May 08, 2006

Editors: Tom Watson    
Rick Landers    

May 08, 2006

Vintage Guitar Market Madness

by Dan Yablonka

In the 30-plus years that I have been playing, collecting, dealing and writing about vintage guitars I have never seen the vintage market in such a state of ongoing change. There was a time when there were about 40 people in the U.S. who dealt in the oldies. We all knew each other, prices were not only static for long periods of time but everyone was on the same page. An example would be in the very early '80s when pre-CBS Fender Stratocasters were $1,000 for a '60s era rosewood board and about double that for a '50s maple board. A 1959 Les Paul Standard was $5,000.00 for a plain one and went up incrementally to $10,000 depending on the amount of flamed maple on the top.

You could carry on a conversation with any one of those 40 people and even "front" (loan on approval) a guitar and let him pay after he saw it. But it was a whole different game then. For the most part, back then even the collectors were players, just players with a little more money or developed tastes.


The buyer of a really clean and original Fender pre-CBS Strat or Gibson Les Paul '59 "Burst" today is more often than not an investor. Many of my customers are those who are tired of seeing their stock portfolio not perform, and the musicians are famous ones or "successful" would be a better word since many guys are producers, engineers and not the stars themselves. For the most part, however, they fit into the first category as the prices of these treasures soar into the mid-to-high five figures, and, in the case of some models like the '59 Burst, major six figures.

The phone calls that I and many of my dealer pals are getting are much more typically asking about which will be a better investment than they are about which is a better guitar. As a result, what is happening when you open the magazines and see 30 dealers all with '50s Fenders for 30-50k, is not a bunch of unseen guitars recently unearthed under grandma's bed - you're seeing the guys that bought 20 guitars awhile back for a few grand each now sitting on 20 guitars worth 40 grand a piece. Many of these guys could afford or justify a collection based on the earlier prices but at the current high market values a lot of guitars are "shaking loose" from these collections. I don't know if you've noticed or not, but many of the better funded dealers are not only advertising to buy your guitar, they're advertising to buy your collection.

I have conversations regularly at guitar shows with other dealers and we're all wondering what is going to happen when all the CEOs that have bought up most of the guitars as investments go to cash them out in five years only to find that they were the top of the food chain. When their seemingly insatiable appetite for these gems has been satisfied, to whom are they going to sell these guitars? Right now there is such a frenzy going on that folks are taking "pot shots" at prices. People are buying guitars that last week went for $10,000 less because "speculation" tells them no one knows where the market values will end up. And often, they're buying from each other, bumping up the price a little and turning it over to yet another dealer or collector without much regard for the money. Since pricing has been toward the upside so far, the market is all over the map. For example, I saw a '56 Strat go for about $60,000 recently in an auction while at the same exact time a noteworthy dealer had a 1954 in excellent condition for $36,500 advertised in all of the magazines for three months. Both instruments were sunburst and in excellent condition.
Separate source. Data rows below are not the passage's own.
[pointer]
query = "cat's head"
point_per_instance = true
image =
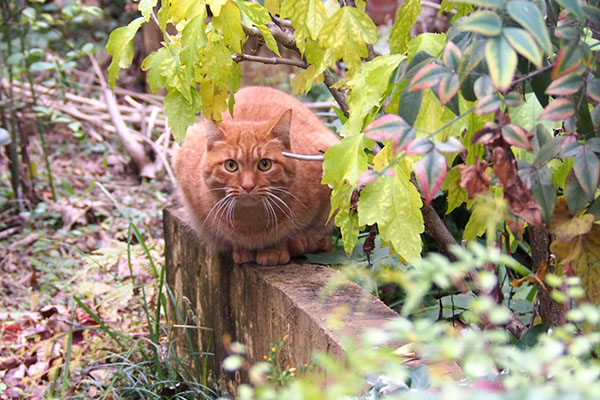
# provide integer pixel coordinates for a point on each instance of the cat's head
(245, 160)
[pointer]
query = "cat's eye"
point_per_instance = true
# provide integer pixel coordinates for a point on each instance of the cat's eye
(230, 165)
(264, 164)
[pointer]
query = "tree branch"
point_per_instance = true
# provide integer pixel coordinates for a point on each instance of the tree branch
(286, 39)
(270, 60)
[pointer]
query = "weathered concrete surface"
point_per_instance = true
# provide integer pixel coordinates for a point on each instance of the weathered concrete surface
(258, 305)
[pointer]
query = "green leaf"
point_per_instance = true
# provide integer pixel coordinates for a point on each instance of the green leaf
(152, 64)
(516, 136)
(146, 7)
(530, 17)
(502, 62)
(185, 9)
(390, 128)
(409, 104)
(193, 38)
(430, 172)
(539, 180)
(448, 88)
(433, 116)
(524, 44)
(456, 194)
(395, 205)
(487, 104)
(558, 110)
(549, 150)
(406, 16)
(568, 60)
(254, 11)
(486, 23)
(423, 46)
(347, 33)
(345, 161)
(592, 13)
(307, 16)
(587, 170)
(573, 6)
(428, 76)
(229, 24)
(120, 47)
(181, 113)
(215, 6)
(593, 89)
(347, 221)
(574, 194)
(565, 86)
(273, 6)
(488, 212)
(368, 88)
(482, 3)
(531, 338)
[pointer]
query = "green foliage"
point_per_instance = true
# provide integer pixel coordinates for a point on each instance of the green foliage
(39, 42)
(549, 364)
(497, 121)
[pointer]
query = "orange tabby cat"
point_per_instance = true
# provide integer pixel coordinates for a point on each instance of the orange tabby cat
(242, 193)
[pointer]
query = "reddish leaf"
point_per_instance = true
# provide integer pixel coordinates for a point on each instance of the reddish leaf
(593, 89)
(565, 86)
(483, 86)
(452, 145)
(516, 136)
(419, 146)
(430, 172)
(558, 110)
(587, 170)
(487, 134)
(488, 104)
(451, 56)
(474, 179)
(520, 201)
(448, 88)
(428, 76)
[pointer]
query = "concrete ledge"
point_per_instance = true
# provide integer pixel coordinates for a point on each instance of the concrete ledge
(258, 305)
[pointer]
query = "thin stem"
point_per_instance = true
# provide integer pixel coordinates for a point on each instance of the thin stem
(39, 125)
(270, 60)
(446, 125)
(13, 153)
(303, 157)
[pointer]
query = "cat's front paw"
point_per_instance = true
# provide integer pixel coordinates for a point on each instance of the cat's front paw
(273, 256)
(241, 256)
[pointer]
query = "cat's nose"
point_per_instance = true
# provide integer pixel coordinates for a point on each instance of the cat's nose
(248, 186)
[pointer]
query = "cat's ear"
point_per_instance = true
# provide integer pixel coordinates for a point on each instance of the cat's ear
(281, 128)
(213, 133)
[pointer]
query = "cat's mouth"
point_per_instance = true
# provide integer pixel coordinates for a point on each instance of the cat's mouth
(248, 199)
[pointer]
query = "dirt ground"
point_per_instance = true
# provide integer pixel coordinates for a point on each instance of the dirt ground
(56, 256)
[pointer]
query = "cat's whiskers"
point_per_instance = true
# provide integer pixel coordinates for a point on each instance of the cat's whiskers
(287, 192)
(225, 204)
(283, 207)
(231, 211)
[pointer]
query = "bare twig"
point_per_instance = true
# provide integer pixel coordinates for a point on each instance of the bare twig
(286, 39)
(270, 60)
(146, 166)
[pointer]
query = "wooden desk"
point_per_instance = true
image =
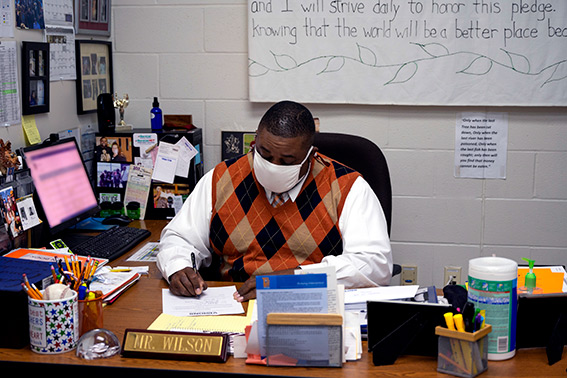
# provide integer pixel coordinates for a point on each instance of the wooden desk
(141, 305)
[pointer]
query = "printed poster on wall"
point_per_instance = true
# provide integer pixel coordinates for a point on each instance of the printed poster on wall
(408, 52)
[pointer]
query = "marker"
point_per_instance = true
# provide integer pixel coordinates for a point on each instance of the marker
(193, 261)
(459, 323)
(449, 320)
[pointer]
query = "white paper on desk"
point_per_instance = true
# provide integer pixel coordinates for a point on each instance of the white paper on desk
(186, 153)
(28, 213)
(213, 301)
(166, 162)
(353, 337)
(380, 293)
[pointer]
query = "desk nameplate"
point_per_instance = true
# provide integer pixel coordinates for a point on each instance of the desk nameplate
(140, 343)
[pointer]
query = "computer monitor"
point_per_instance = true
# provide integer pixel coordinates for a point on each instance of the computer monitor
(61, 183)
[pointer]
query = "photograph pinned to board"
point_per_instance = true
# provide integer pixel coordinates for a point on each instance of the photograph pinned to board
(170, 196)
(10, 213)
(112, 175)
(28, 212)
(147, 143)
(29, 14)
(94, 73)
(35, 77)
(116, 149)
(93, 17)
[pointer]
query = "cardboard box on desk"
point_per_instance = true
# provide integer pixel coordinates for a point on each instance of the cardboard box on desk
(542, 322)
(14, 314)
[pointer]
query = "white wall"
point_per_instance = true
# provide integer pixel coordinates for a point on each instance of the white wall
(192, 55)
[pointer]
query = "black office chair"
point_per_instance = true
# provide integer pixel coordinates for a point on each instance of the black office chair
(365, 157)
While it's fascinating to watch, I and many other dealers with three decades under their belt are all wondering what happens when all of the kids that grew up after the vintage pieces were made are the only market for guitars. Are they going to mean as much to them? Will there be a shift in modern music in the year 2029 that takes the focus away from rock 'n' roll and the guitar in general? Will bands look like the Star Wars bar scene with a bunch of species playing instruments with LEDs being the only recognizable feature on them? We simply don't know. Meanwhile, we dealers speculate and are very happy when we get 50k today for a vintage guitar. It certainly wouldn't be as comfortable, on many levels, to buy 100 guitars at today's prices and hope that they'll be worth twice that much in ten years.
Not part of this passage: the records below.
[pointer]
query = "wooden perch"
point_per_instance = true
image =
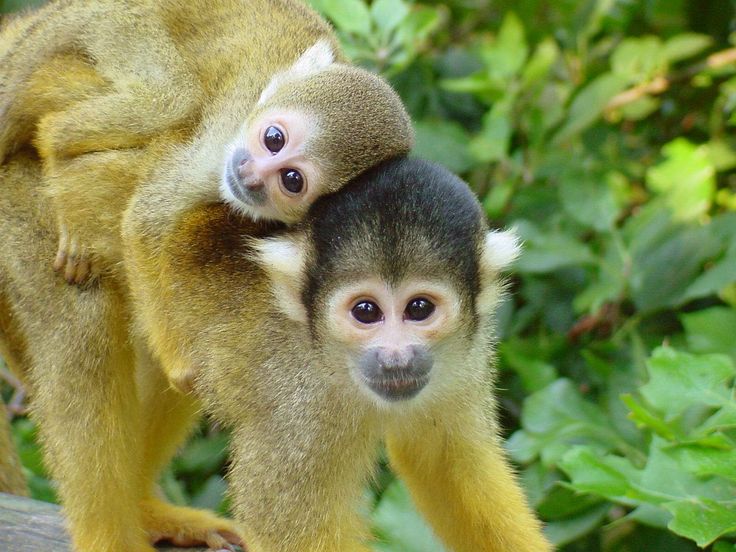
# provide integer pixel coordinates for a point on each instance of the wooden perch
(31, 526)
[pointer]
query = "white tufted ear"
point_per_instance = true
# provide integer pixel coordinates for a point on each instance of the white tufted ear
(317, 57)
(283, 259)
(500, 249)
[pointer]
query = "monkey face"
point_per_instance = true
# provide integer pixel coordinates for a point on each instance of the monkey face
(390, 333)
(267, 173)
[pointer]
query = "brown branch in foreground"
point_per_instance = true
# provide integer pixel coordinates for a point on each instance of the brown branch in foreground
(660, 84)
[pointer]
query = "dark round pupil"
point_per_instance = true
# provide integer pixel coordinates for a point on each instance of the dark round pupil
(419, 309)
(292, 180)
(274, 139)
(367, 312)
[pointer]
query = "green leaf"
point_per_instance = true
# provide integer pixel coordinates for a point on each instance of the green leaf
(398, 526)
(549, 251)
(350, 16)
(704, 461)
(211, 495)
(685, 45)
(553, 419)
(702, 520)
(535, 373)
(388, 14)
(588, 199)
(588, 105)
(563, 531)
(711, 330)
(505, 57)
(715, 278)
(686, 178)
(203, 454)
(492, 143)
(667, 258)
(541, 62)
(443, 142)
(639, 59)
(606, 476)
(643, 417)
(679, 380)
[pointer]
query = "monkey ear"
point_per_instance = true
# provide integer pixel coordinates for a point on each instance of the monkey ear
(317, 57)
(499, 251)
(283, 258)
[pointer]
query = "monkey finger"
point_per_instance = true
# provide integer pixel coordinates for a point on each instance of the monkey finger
(61, 252)
(223, 540)
(82, 271)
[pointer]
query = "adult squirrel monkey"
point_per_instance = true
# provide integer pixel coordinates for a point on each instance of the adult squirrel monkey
(371, 320)
(368, 321)
(94, 83)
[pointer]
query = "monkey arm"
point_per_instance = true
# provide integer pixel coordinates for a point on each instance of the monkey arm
(77, 358)
(461, 481)
(298, 476)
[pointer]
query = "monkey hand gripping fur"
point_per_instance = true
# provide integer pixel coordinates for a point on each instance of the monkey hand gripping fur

Meanwhile, my advice would be that if you're interested in investing in vintage guitars, get as clean, original and unique pieces as possible (such as Custom Color pre-CBS Stratocaster). If you are playing either professionally or as a hobby and tone is your focal point, I suggest looking to "player pieces" (instruments below prime but very playable and producers of good tone) to get the sound and feel, unless you're in that elite group of musicians that can drop 50k on an ax without worry. While as a published songwriter/singer myself, as well as a vintage instrument dealer, I can easily see why the phrase "a working musician with 50k to spend" is almost an oxymoron, the good news is that very few, if any, general listeners can hear the difference on "vinyl" between an original-finish '57 Tele and a refin.

If you're lucky enough to have a stash or even one great old guitar, I would suggest you hold on to it for dear life as the amount of money needed to replace even player pieces is astounding and, for now, rising daily.

And for now, I'll have to say farewell. I have to get up early and trade my house for a '68 Tele bridge pickup.